Justo cuando me di cuenta de que algo andaba mal, ya era demasiado tarde.
***
Cuando abrí los ojos, una mirada familiar encontró la mía.
Mis ojos se agrandaron, y estaba a punto de levantarme por instinto, pero fue entonces cuando me di cuenta de la situación en la que estaba.
Estaba arrodillada sobre un suelo irregular, mis brazos colgando de cadenas. Frente a mí, Finn estaba de pie con una mirada de desdén en su rostro.
No, esto podría ser un sueño.
«¿Leika?», llamé, pero nadie respondió. No podía sentir el vínculo entre mi loba y yo.
Me esforcé por recordar lo que había pasado. Recordaba bailar con Rion, hablar con él, y volver al castillo.
Y entonces… mis labios se entreabrieron. Cuando estaba en mi habitación, un vórtice o algo parecido a un portal apareció justo delante de mí y fui tragada dentro antes de poder mover un dedo.
No, esto no era un sueño. Esta era la maldita realidad.
La ira en los ojos de Finn parecía demasiado real para ser un sueño.
—¿Cómo me has traído aquí? —pregunté, notando que mi voz estaba un poco ronca.
Había una sensación ardiente en mi garganta, como si hubiera ingerido algo demasiado amargo. ¿Me habría hecho beber algo mientras estaba inconsciente?
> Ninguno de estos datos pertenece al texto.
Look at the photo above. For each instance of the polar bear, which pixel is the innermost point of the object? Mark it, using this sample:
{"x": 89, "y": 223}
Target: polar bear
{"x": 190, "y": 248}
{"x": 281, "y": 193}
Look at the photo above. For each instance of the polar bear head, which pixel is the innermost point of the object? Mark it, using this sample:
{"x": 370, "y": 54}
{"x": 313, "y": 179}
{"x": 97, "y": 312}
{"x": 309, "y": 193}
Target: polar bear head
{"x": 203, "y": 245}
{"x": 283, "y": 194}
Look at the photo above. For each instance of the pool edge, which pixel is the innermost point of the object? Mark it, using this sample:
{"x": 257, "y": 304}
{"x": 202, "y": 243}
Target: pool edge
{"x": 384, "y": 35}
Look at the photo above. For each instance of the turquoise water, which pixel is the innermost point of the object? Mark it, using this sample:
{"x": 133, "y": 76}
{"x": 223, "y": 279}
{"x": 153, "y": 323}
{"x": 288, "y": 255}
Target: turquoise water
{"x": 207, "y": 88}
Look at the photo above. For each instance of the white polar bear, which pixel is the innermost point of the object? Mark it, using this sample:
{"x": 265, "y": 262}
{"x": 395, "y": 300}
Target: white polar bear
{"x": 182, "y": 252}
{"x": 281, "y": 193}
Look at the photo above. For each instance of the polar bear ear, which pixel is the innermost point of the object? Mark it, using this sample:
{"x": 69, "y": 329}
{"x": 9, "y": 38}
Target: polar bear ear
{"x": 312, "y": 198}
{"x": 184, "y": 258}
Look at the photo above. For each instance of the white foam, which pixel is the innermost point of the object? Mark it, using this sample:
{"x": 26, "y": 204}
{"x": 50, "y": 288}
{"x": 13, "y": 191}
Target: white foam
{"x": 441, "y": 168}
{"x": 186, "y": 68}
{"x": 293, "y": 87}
Podría tener algo que ver con la supresión de mi loba.
—Con la ayuda de esto —dijo Finn levantando su mano, revelando una concha dorada del tamaño de un puño.
La reconocí inmediatamente. Había visto una versión ilustrada en un libro. Era una reliquia muy antigua que podía abrir un portal, aunque solo podía ser usada una vez por persona, y solo si el usuario tenía una conexión con el lugar al que querían cruzar. La conexión de Finn con la Ciudad Subterránea era yo.
Parecía que las barreras de la Ciudad Subterránea no pudieron detener el poder de la reliquia.
—Me costó mucho conseguir esta reliquia antigua. Y tuve que matar a unas diez personas para alimentarla con sangre, solo para hacerla lo suficientemente fuerte como para atravesar las barreras de la Ciudad Subterránea durante unos segundos. Por suerte, estabas sola, lo que hizo todo más fácil.
Finn me sonrió maliciosamente, inclinándose y empujando mi barbilla hacia arriba.
—Bienvenida a casa, Vivien. Estás de vuelta en mi tierra, en tu verdadera manada. A la que realmente perteneces.
Aparté la cabeza.
—No pertenezco aquí. Este no es mi hogar. Ya no.
—¿Y dónde está tu hogar? ¿En la inmunda guarida de ese hijo de puta? Se te ofreció un lugar de comodidad en mi propiedad, y sin embargo elegiste vivir en un agujero de ratas. No entiendo para qué usas tu cerebro, Vivien. ¿Qué te prometió, eh? ¿Te prometió un lugar bajo él como su puta?